FGF19 is secreted in the intestine and transported to the liver through the bloodstream. It suppresses synthesis of bile in the liver and regulates liver functions to preserve sugar as a glycogen. FGF19 binds a receptor consisting of FGFR4 and beta-Klotho, and has been studied in relation to digestive and metabolic disorders.
FGF21 is secreted in the liver and has lipolytic action in fatty tissues. FGF21 binds a receptor consisting of FGFR and beta-Klotho. In response to fasting, lipid metabolism is increased, triacylglycerol is mobilized as fatty acids, and ketone bodies are produced, metabolized, and utilized as an energy source. It is believed that FGF21 is released during this process and possesses a hormone-like function.
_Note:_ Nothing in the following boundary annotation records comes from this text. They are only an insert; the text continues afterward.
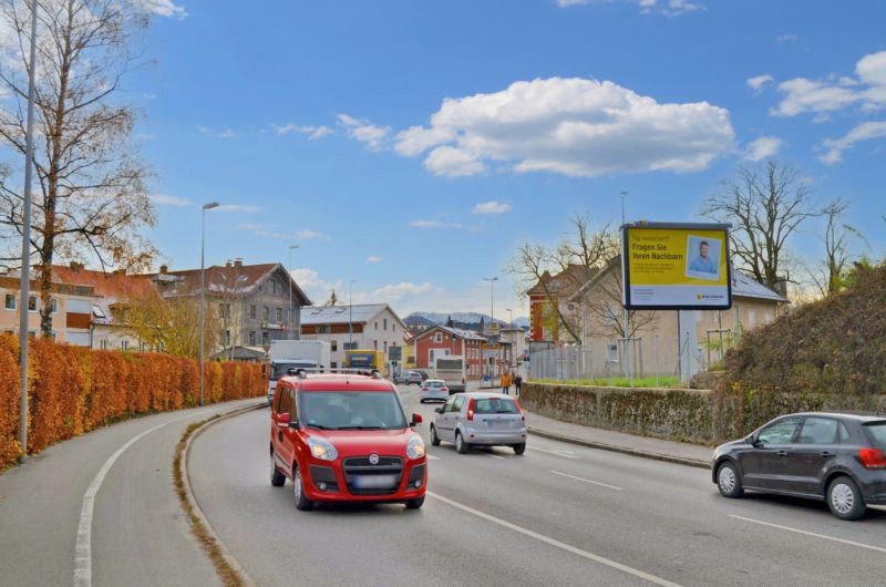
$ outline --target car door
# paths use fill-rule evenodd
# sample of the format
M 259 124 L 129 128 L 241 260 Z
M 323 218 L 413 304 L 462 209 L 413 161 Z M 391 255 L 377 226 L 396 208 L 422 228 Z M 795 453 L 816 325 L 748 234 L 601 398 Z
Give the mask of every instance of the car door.
M 793 450 L 801 420 L 800 416 L 781 418 L 755 434 L 754 444 L 739 456 L 745 487 L 790 491 L 784 478 L 787 473 L 786 459 Z
M 839 447 L 839 426 L 844 426 L 843 436 L 848 437 L 845 425 L 835 418 L 810 415 L 803 420 L 786 459 L 790 491 L 821 495 L 821 480 Z

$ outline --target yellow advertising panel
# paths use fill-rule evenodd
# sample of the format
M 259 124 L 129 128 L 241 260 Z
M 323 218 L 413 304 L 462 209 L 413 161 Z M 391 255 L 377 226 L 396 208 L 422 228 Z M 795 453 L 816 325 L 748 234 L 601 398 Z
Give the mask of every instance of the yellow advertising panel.
M 629 225 L 622 229 L 622 248 L 627 308 L 732 306 L 728 225 Z

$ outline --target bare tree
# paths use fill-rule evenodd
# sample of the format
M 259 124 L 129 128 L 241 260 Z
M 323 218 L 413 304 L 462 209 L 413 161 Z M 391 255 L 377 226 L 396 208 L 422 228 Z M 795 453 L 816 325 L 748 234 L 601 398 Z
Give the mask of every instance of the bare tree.
M 135 114 L 117 102 L 133 63 L 134 35 L 148 19 L 121 0 L 38 2 L 35 189 L 31 248 L 41 297 L 41 330 L 52 332 L 52 262 L 91 258 L 102 266 L 142 269 L 153 246 L 138 233 L 153 226 L 146 166 L 134 152 Z M 0 142 L 23 155 L 28 96 L 30 2 L 0 0 Z M 0 169 L 0 262 L 20 258 L 23 198 L 20 173 Z
M 569 224 L 573 231 L 559 245 L 549 248 L 525 243 L 506 269 L 519 279 L 521 295 L 535 288 L 542 291 L 547 312 L 543 320 L 548 328 L 562 327 L 570 339 L 581 342 L 580 312 L 569 311 L 566 298 L 618 255 L 619 240 L 609 224 L 594 228 L 587 214 L 573 216 Z
M 758 281 L 776 288 L 785 275 L 785 244 L 817 216 L 803 179 L 790 165 L 770 161 L 762 169 L 741 167 L 702 205 L 702 215 L 731 223 L 732 255 Z

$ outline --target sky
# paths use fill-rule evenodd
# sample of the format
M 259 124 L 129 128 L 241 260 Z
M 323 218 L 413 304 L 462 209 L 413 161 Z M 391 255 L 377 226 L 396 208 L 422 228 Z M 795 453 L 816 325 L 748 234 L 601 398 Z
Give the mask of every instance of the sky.
M 703 220 L 769 158 L 886 253 L 884 2 L 140 1 L 157 16 L 124 91 L 171 268 L 199 267 L 216 200 L 207 265 L 516 318 L 521 244 L 620 224 L 622 192 L 629 222 Z M 821 233 L 790 253 L 815 262 Z

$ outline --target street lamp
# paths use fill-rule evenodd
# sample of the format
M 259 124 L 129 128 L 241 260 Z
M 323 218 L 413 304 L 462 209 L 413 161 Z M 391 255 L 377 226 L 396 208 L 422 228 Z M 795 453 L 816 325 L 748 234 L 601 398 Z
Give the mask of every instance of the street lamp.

The concentration of FGF19 is correlated with many disease such as polycystic ovary syndrome, coronary artery disease, impaired fasting glucose, quiescent Crohn's colitis, hepatocellular carcinoma, type 2 diabetes, and metabolic syndrome. The concentration of FGF21 is correlated with gestational diabetes mellitus, coronary artery disease, carotid atherosclerosis, non-alcoholic fatty liver disease, rheumatoid arthritis, diabetic nephropathy, type2 diabetes, and metabolic syndrome.